Here, Dorothy L. Sayers will be the big selling point for most, and my good friend Freeman Wills Crofts is also going to be increasingly familiar to many readers, but the likes of Anthony Armstrong, David Hume, F. Tennyson Jesse, and Valentine Williams will, in 2026, be largely forgotten despite their own contributions to the genre. Of slightly more interest, in a manner that recalls The Floating Admiral (1931), each author has provided notes at the end of their contribution concerning how they see the story developing, and we shall compare those at the end.

So how does this one shape up? Can you mix two of the Golden Age greats with a smattering of less-established practitioners and still strike gold? Let’s find out…
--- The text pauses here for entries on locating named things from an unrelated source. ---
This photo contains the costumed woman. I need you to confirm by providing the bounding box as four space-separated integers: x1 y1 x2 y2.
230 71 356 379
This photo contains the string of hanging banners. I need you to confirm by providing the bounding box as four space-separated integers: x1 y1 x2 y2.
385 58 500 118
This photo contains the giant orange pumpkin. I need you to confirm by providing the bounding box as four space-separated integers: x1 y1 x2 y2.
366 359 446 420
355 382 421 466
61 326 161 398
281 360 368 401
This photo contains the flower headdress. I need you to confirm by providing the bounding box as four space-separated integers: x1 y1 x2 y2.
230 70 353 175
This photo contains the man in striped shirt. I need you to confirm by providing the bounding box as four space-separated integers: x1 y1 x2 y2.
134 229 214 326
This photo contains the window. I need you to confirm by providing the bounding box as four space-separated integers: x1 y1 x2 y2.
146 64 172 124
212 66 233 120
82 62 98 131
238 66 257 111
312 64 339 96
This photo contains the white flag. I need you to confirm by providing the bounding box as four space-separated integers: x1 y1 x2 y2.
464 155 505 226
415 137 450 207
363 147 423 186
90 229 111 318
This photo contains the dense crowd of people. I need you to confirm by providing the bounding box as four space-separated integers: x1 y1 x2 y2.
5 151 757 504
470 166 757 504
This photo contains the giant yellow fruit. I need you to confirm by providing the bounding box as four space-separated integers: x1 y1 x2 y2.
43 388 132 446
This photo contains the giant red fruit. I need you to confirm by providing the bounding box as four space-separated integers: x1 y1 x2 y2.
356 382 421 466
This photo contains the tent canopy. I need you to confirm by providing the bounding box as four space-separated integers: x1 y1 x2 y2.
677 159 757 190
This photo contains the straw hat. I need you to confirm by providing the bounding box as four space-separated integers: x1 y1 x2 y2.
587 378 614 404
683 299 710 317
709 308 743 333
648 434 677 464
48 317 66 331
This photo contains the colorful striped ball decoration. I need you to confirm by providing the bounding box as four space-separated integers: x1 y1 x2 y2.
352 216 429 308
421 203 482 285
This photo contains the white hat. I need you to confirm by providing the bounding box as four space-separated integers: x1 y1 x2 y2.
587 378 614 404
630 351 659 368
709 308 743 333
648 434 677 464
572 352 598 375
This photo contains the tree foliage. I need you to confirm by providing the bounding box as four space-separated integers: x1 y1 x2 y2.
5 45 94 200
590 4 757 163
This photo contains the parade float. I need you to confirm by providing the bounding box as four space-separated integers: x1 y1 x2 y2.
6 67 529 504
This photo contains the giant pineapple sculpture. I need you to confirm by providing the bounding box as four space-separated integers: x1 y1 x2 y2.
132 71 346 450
After a preface explaining the project and then a prologue — written, it seems, after the novel was completed — by John Chancellor, it is Sayers who gets this story underway with the bed-bound, forty-seven year-old Mrs. Farland insisting that she is being poisoned and her roving finger of suspicion pointing at just about everyone at due course. Her niece and primary carer Millie Pink, her nephew John Farland, local GP Dr. Cheedle, even the cook all fall under suspicion, and her persecution mania sees Mrs. Farland change her will multiple times, no doubt much to the chagrin of solicitor Mr. Walton.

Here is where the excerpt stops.